Going further: codesigning and entitlements
In the exec phases diagram I mentioned that parse_machfile (in phase 2) is responsible for both loading the MachO as well as verifying any code signatures present. You might ask why this is relevant on OS X since, unlike iOS, there’s no mandatory userspace code signing and we can quite happily execute unsigned code anyway.
But OS X does use userspace code signing to enforce entitlements which are just xml blobs stored in your MachO and signed as part of your code signature.
Kernel code can check whether user space processes have particular entitlements (via IOTaskHasEntitlement ) and the kernel kext loading code will now only accept load requests from processes which are both running as root and also have the com.apple.rootless.kext-management entitlement.
This is particularly important since on OS X kext code signatures are enforced by userspace. This means that the kext-management entitlement is a vital part of the separation between root in userspace and kernel code execution.
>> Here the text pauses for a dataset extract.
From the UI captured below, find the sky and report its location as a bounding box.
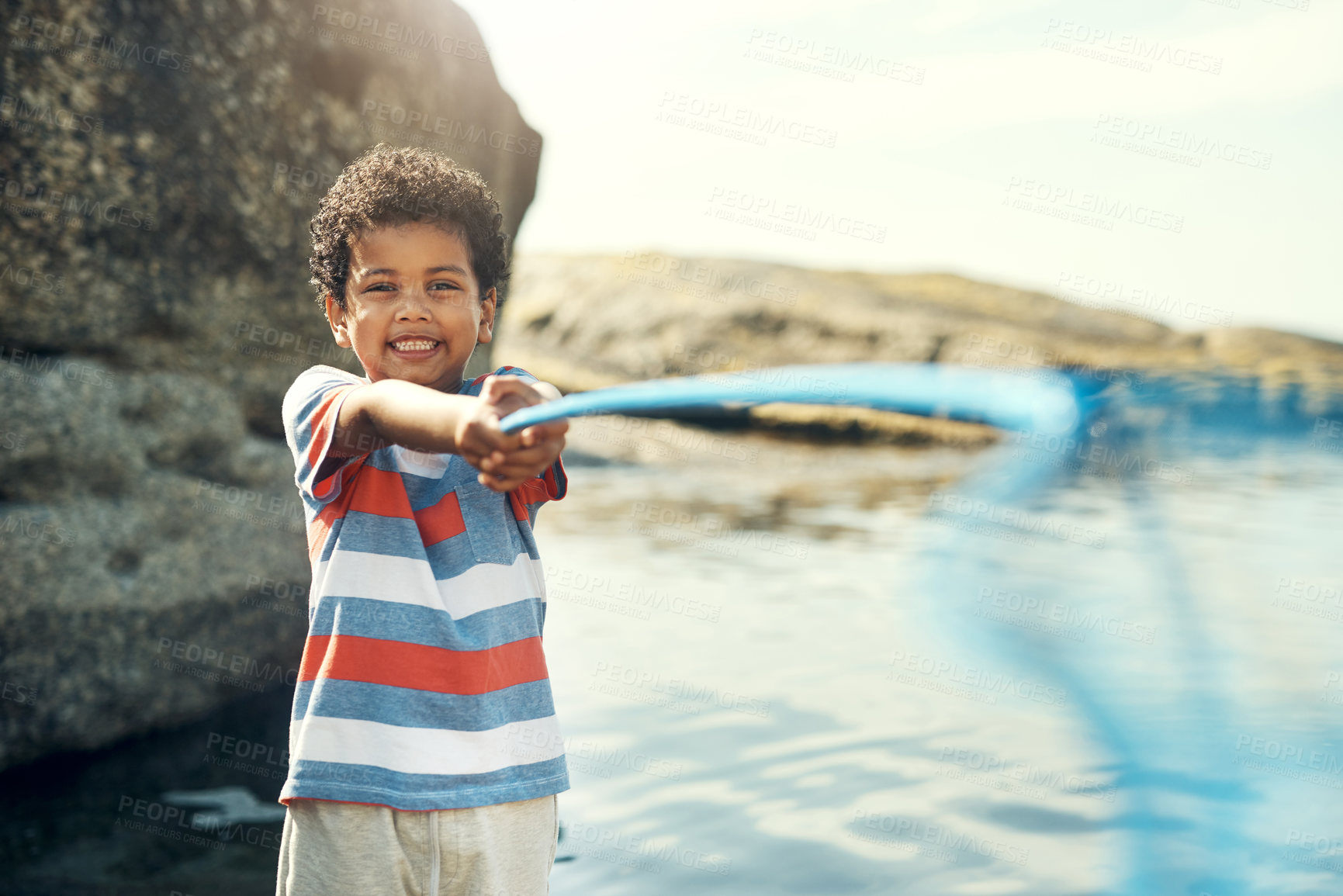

Two system binaries which do have the kext-management entitlement are kextd and kextload; so in order to defeat kernel code signing we just need to first exec a suid-root binary to get root then exec either kextload or kextd to get the right entitlement.
kextload is probably the easier target for a binary patch since it’s a standalone tool which can load a kext without talking to to kextd. We just need to patch the checkAccess function so that kextload thinks it can’t reach kextd and will try to load the kext itself. Then patch out the calls to checkKextSignature and checkSignaturesOfDependents such that kextload thinks they succeeded and it will now load any kext, signed or unsigned
The released exploit contain a binary patch file to remove the signature checks in kextload on OS X 10.11.3 as well as a simple HelloWorld kext and load_kext.sh and unload_kext.sh scripts to load and unload it. These can be run as a regular user. Look in Console.app to see the kernel debug printf output.